Is Increased Screening and Early Antiretroviral Treatment for HIV-1 Worth the Investment?

An Analysis of the Public Health and Economic Impact of Improvement in the UK

AJ Brogan; SE Talbird; AE Davis; L Wild; D Flanagan

Disclosures

HIV Medicine. 2019;20(10):668-680. 

In This Article

Results

Base-case Analysis

In each of the three population subgroups considered, the model estimated that increased HIV screening in SHS, followed by early treatment initiation, resulted in fewer onward HIV transmissions, more QALYs, and higher total costs (Table 3). With increased screening efforts that yielded 10% higher diagnosis rates, onward transmissions dropped by 3–5%, QALYs increased by 1–2%, and costs increased by 0.4–2.0%. More aggressive screening efforts that yielded a 50% increase in diagnosis rates resulted in 14–18% fewer onward transmissions, 3–7% more QALYs, and 1–8% higher costs. Cost increases were relatively modest compared with the associated benefits because lower costs to manage fewer secondary infections among partners partially offset higher costs in the initial cohort for screening, antiretroviral therapy (because of earlier treatment initiation), and other HIV-related clinical management costs (as individuals lived longer).

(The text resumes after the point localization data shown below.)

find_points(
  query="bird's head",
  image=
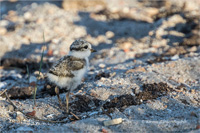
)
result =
(81, 49)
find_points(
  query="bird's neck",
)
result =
(79, 54)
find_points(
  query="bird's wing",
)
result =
(66, 65)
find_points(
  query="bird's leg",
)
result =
(67, 102)
(57, 93)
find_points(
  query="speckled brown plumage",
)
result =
(66, 65)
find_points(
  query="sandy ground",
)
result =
(146, 70)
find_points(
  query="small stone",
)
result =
(20, 116)
(164, 99)
(110, 34)
(192, 91)
(39, 74)
(10, 108)
(3, 31)
(104, 130)
(175, 57)
(102, 65)
(112, 122)
(32, 79)
(3, 85)
(138, 69)
(25, 129)
(27, 15)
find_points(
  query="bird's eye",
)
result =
(85, 47)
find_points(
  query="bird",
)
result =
(68, 72)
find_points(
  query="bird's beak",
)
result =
(92, 50)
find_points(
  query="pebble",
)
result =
(175, 57)
(3, 85)
(110, 34)
(112, 122)
(10, 108)
(20, 116)
(32, 79)
(102, 65)
(24, 129)
(3, 31)
(27, 15)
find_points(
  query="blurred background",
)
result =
(121, 30)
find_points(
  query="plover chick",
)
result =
(68, 71)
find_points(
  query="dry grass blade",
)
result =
(41, 63)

Incremental cost-effectiveness ratios (ICERs) associated with increased screening and early treatment initiation were nearly constant as various levels of increased screening (yielding 10%, 30%, and 50% improvement in diagnosis rates) were tested in each of the three subgroups (Table 3). ICERs for heterosexuals (about £22 000 per QALY gained) were within typical UK willingness-to-pay thresholds and were well below these thresholds for MSM (about £9500 per QALY gained) and PWID (about £6500 per QALY gained). For all subgroups, undiscounted ICERs were lower than discounted ICERs, and for PWID, increased screening dominated (i.e. had lower costs and more QALYs than) current screening in undiscounted results.

Sensitivity Analysis

Sensitivity analysis showed that model results were generally robust and were most sensitive to HIV infectivity before treatment initiation, test positivity rates with increased screening, the lifetime cost of a secondary HIV-1 infection, and, for MSM, the number of interactions with long-term partners (Table 4). ICERs increased for scenarios with lower HIV infectivity and lower positivity rates with increased screening, whereas increased screening dominated (i.e. had lower costs and more QALYs than) current screening in some scenarios testing higher HIV infectivity, higher lifetime costs for secondary infections, and more interactions with long-term partners. Results were less sensitive to the other scenarios tested, including alternate screening settings. ICERs remained consistent in settings with known, relatively high positivity rates (0.1–1.0%) but increased for the hypothetical scenario that assessed home testing with very low positivity (0.01%).